The small sample size is the major limitation of our study. Enrollment was much lower than expected for various reasons. First, after their initial commitment to participate, some centers decided to opt out due to workforce reductions. Second, number of devices were insufficient at some centers. Third, budget constraints at some centers resulted in a shortage of circuits and disposables. Nevertheless, there is growing evidence that robust statistical analyses with covariate adjustment in multiple regression models can help reduce sample size requirements [29]. All our exploratory regression models are prone to “overfitting” due to sample size, but they may offer some insights about the likelihood of a real effect of high flow. Additionally, very recently Hernandez et al. [17] demonstrated similar results in low-risk patients in a study with an adequate sample size.

The optimal length of HFNC treatment after extubation is not yet known. We decided upon a 24-h interval for practical reasons. Others have used HFNC for 48-h [9]. Further studies are required to determine the adequate length of HFNC duration after extubation. Availability of the device in the ICUs may be a limiting factor for a prolonged used of HFNC in this indication.

Our use of conventional oxygen in the control arm also deserves comment. Some studies suggest that high-risk patients have better outcome after extubation if routinely treated with NIV [10, 30], but others suggest otherwise [26, 31]. This issue remains controversial, and NIV has a definite indication only in hypercapnic patients [22, 32]. Thus, we excluded hypercapnic patients from our study.

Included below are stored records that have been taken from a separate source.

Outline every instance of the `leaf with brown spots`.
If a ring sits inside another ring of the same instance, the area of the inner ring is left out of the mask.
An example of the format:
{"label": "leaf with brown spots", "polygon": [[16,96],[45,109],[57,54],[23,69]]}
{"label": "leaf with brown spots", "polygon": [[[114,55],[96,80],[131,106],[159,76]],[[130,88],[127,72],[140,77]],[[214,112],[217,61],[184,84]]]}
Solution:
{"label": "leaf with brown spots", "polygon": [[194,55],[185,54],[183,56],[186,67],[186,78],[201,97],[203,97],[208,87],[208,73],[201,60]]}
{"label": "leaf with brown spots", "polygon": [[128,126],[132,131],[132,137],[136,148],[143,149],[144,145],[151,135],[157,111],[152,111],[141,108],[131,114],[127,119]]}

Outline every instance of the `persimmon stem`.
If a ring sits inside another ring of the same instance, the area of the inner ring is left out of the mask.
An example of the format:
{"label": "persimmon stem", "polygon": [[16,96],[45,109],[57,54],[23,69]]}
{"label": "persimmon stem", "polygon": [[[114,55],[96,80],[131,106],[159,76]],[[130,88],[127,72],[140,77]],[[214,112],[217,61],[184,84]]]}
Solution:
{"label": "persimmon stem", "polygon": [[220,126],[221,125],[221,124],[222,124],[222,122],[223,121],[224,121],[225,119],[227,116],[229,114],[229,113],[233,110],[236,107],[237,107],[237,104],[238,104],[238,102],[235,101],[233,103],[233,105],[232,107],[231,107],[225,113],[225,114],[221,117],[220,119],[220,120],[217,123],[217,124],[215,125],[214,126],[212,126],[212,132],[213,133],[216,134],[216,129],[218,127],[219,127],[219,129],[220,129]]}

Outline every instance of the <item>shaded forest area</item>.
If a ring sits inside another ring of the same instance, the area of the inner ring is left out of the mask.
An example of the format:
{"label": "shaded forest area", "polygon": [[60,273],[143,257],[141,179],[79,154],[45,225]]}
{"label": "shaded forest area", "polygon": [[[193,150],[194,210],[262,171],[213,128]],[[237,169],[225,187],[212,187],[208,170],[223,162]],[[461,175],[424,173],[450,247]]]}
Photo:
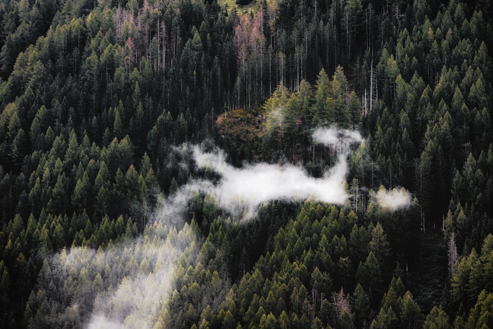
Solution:
{"label": "shaded forest area", "polygon": [[[10,0],[0,17],[0,327],[101,309],[129,327],[493,328],[490,1]],[[346,204],[272,202],[246,223],[197,193],[184,226],[152,222],[213,176],[183,143],[318,177],[329,124],[364,137]],[[396,186],[412,201],[389,211],[376,194]],[[419,303],[432,227],[450,280]],[[168,266],[153,301],[127,279]]]}

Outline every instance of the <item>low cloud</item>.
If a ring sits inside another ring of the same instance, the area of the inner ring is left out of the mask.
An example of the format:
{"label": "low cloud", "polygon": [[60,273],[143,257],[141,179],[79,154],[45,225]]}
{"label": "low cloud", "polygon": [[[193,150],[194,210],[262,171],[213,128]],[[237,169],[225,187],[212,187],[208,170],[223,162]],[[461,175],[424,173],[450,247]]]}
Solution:
{"label": "low cloud", "polygon": [[409,207],[411,205],[411,195],[404,187],[387,191],[381,188],[377,192],[377,201],[380,206],[392,211]]}
{"label": "low cloud", "polygon": [[[184,224],[184,214],[191,197],[198,191],[214,194],[221,207],[245,219],[253,216],[264,203],[275,200],[346,202],[349,197],[343,185],[348,172],[346,157],[350,146],[361,138],[357,133],[330,128],[316,131],[314,138],[341,150],[335,165],[320,178],[310,177],[301,167],[291,165],[259,163],[237,168],[226,162],[220,149],[211,151],[209,147],[205,151],[198,146],[183,146],[183,151],[191,152],[199,167],[209,167],[218,175],[217,182],[192,180],[180,186],[174,195],[159,198],[155,220],[149,221],[142,236],[131,241],[97,251],[78,247],[54,255],[50,263],[56,270],[46,276],[58,273],[52,280],[64,287],[73,268],[79,276],[79,291],[88,292],[81,299],[73,293],[66,313],[85,303],[93,307],[82,312],[86,328],[152,328],[184,274],[178,273],[184,270],[178,265],[178,259],[185,255],[188,263],[197,261],[198,240]],[[80,279],[83,272],[86,273],[85,281]],[[96,286],[97,292],[93,290]]]}
{"label": "low cloud", "polygon": [[334,145],[340,150],[335,165],[321,178],[308,175],[301,167],[260,163],[237,168],[225,161],[224,152],[216,149],[204,152],[194,146],[194,158],[199,167],[209,168],[221,179],[214,185],[194,182],[194,188],[203,192],[213,192],[225,209],[239,202],[246,211],[244,219],[251,218],[259,206],[275,200],[299,200],[309,198],[336,204],[344,204],[348,195],[343,187],[348,166],[346,157],[350,146],[361,141],[354,132],[336,128],[318,129],[314,140],[325,145]]}

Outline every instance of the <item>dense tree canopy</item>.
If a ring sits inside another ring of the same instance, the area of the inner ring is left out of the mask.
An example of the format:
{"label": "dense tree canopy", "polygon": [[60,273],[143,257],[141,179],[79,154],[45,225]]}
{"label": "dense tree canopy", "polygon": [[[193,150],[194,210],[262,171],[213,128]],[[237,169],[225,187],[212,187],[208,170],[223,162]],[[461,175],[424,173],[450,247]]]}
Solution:
{"label": "dense tree canopy", "polygon": [[[490,1],[226,2],[0,3],[0,327],[493,327]],[[329,125],[345,204],[159,219],[184,143],[319,178]]]}

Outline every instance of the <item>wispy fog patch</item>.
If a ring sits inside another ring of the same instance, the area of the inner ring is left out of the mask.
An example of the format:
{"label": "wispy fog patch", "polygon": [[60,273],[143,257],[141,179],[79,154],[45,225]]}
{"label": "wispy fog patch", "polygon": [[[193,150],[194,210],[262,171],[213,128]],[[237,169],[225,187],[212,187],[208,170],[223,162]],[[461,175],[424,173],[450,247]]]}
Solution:
{"label": "wispy fog patch", "polygon": [[377,201],[384,208],[395,211],[411,205],[411,195],[404,187],[387,191],[380,188],[377,192]]}
{"label": "wispy fog patch", "polygon": [[224,152],[216,149],[204,152],[193,146],[193,156],[199,167],[209,168],[219,174],[215,185],[195,182],[195,187],[203,192],[213,192],[221,207],[228,210],[238,201],[245,205],[244,216],[247,219],[258,207],[274,200],[304,200],[308,198],[329,203],[342,204],[348,195],[343,185],[348,172],[346,157],[349,146],[361,141],[357,132],[336,128],[319,128],[314,139],[340,148],[335,165],[321,178],[309,176],[301,167],[260,163],[237,168],[225,161]]}
{"label": "wispy fog patch", "polygon": [[356,130],[342,129],[333,126],[329,128],[319,128],[312,134],[314,141],[324,145],[334,145],[347,147],[355,143],[360,143],[363,139],[359,132]]}

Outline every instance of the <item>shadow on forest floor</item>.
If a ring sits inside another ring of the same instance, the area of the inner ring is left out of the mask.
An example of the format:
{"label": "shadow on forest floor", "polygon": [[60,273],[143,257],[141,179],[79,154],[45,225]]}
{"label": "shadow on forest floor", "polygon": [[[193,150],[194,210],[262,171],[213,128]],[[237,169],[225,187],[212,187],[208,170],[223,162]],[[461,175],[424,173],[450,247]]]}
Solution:
{"label": "shadow on forest floor", "polygon": [[421,259],[409,273],[408,286],[412,287],[414,300],[426,316],[442,301],[447,275],[447,245],[439,228],[426,229],[421,245]]}

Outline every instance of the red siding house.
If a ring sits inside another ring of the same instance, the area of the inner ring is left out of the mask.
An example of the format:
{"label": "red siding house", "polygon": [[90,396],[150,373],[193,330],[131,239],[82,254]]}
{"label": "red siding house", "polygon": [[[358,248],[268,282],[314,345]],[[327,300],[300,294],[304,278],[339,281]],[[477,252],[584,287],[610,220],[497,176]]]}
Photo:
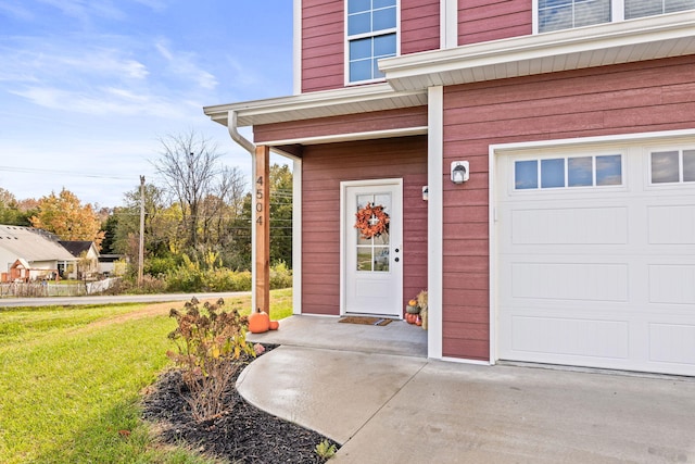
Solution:
{"label": "red siding house", "polygon": [[427,289],[432,359],[695,375],[692,2],[294,11],[295,95],[204,111],[294,160],[295,312]]}

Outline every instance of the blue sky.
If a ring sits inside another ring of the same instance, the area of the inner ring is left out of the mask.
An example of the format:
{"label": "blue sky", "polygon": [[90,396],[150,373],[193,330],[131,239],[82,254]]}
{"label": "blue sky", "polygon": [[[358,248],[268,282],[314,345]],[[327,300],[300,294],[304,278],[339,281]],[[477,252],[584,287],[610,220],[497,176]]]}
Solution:
{"label": "blue sky", "polygon": [[291,0],[0,0],[0,187],[116,206],[191,129],[248,174],[202,106],[291,95]]}

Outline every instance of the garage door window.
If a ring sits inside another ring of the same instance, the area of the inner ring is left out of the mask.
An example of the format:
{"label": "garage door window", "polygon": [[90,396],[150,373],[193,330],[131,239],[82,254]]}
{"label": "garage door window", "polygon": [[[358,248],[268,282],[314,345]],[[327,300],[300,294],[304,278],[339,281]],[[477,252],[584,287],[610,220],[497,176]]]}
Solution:
{"label": "garage door window", "polygon": [[[695,159],[693,175],[695,176]],[[514,176],[516,190],[620,186],[622,155],[519,160],[514,162]]]}
{"label": "garage door window", "polygon": [[652,152],[652,184],[695,181],[695,150]]}

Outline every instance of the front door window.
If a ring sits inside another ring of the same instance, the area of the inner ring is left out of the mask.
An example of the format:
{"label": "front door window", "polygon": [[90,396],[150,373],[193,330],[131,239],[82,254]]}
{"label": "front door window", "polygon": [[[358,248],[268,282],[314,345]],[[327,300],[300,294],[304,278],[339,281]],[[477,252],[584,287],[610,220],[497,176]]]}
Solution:
{"label": "front door window", "polygon": [[391,212],[391,195],[359,195],[355,213],[357,228],[358,272],[389,272],[389,222]]}

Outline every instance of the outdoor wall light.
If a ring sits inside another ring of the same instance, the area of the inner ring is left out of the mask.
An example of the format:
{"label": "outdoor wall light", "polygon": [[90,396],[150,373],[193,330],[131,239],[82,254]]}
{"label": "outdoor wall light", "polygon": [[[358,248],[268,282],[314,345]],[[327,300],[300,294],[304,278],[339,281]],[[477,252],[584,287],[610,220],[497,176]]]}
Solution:
{"label": "outdoor wall light", "polygon": [[463,184],[470,177],[468,161],[452,161],[452,183]]}

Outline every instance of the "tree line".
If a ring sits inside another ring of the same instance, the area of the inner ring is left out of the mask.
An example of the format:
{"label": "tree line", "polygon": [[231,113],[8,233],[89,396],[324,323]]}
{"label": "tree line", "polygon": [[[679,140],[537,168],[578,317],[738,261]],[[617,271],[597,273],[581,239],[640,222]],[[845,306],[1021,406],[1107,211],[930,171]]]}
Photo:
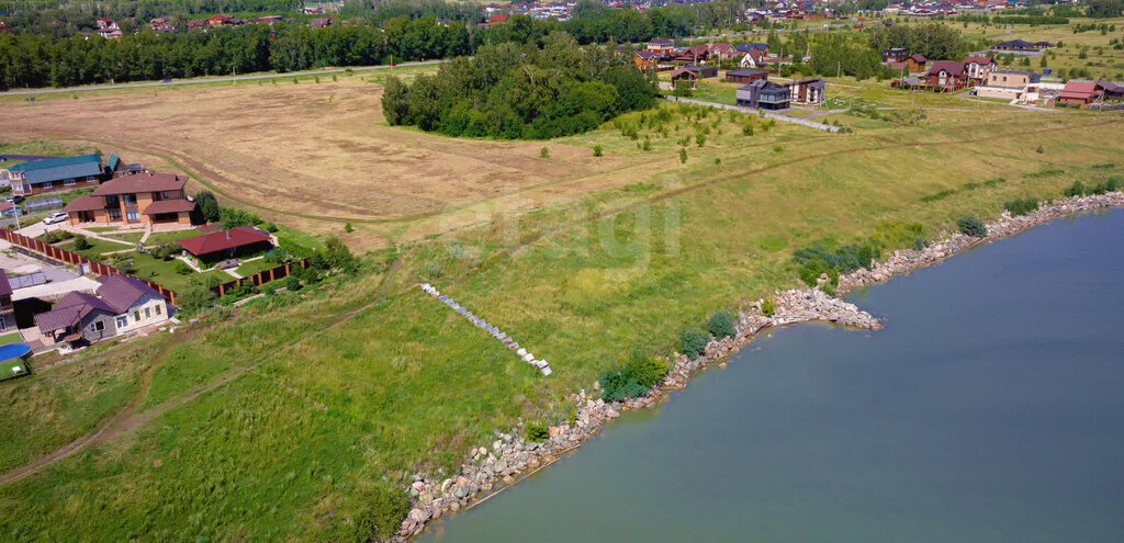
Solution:
{"label": "tree line", "polygon": [[484,45],[413,83],[388,78],[382,111],[391,125],[450,136],[545,139],[597,128],[655,105],[645,76],[614,48],[580,46],[554,31],[534,44]]}
{"label": "tree line", "polygon": [[[153,6],[162,6],[161,1],[176,4],[193,0],[151,0]],[[251,6],[274,0],[233,1]],[[413,18],[418,10],[433,15],[460,12],[452,7],[447,13],[441,11],[446,4],[439,0],[415,7],[401,0],[356,1],[371,2],[364,9],[377,11],[366,18],[350,19],[346,26],[318,29],[299,22],[277,22],[156,35],[145,25],[137,34],[127,33],[119,40],[27,30],[0,35],[0,88],[69,87],[447,58],[471,55],[484,44],[514,42],[542,47],[546,37],[556,31],[569,34],[582,45],[644,42],[689,36],[697,28],[720,27],[733,21],[741,6],[710,2],[640,12],[609,9],[584,0],[575,9],[578,17],[566,21],[515,16],[502,25],[478,28],[464,21],[441,25],[432,15]],[[352,9],[359,9],[356,6],[352,4]],[[408,16],[380,20],[396,12]]]}
{"label": "tree line", "polygon": [[0,34],[0,88],[291,72],[323,66],[384,64],[471,54],[468,30],[433,19],[392,19],[384,28],[299,24],[246,25],[206,33],[156,35],[145,30],[119,40]]}
{"label": "tree line", "polygon": [[903,47],[910,54],[919,53],[936,61],[955,61],[971,51],[987,48],[987,44],[973,44],[955,28],[939,22],[874,27],[869,34],[869,44],[876,52]]}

Some ongoing trials comparing HFNC with NIV in postextubation failure may help define the best comparison arm.

Our lack of sequential recordings of arterial blood gases and respiratory variables precludes any speculation about the physiological features involved in the improvement in respiratory failure, but published studies show HFNC improves oxygenation and thoracoabdominal synchrony and decreases respiratory rate and dyspnea [8–11, 33, 34].

Conclusion

Although exploratory multivariable logistic regression analysis found a protective effect of HFNC against postextubation respiratory failure, our study is inconclusive as to a potential benefit of HFNC over conventional oxygen to prevent occurrence of respiratory failure in non-hypercapnic patients at high risk for extubation failure.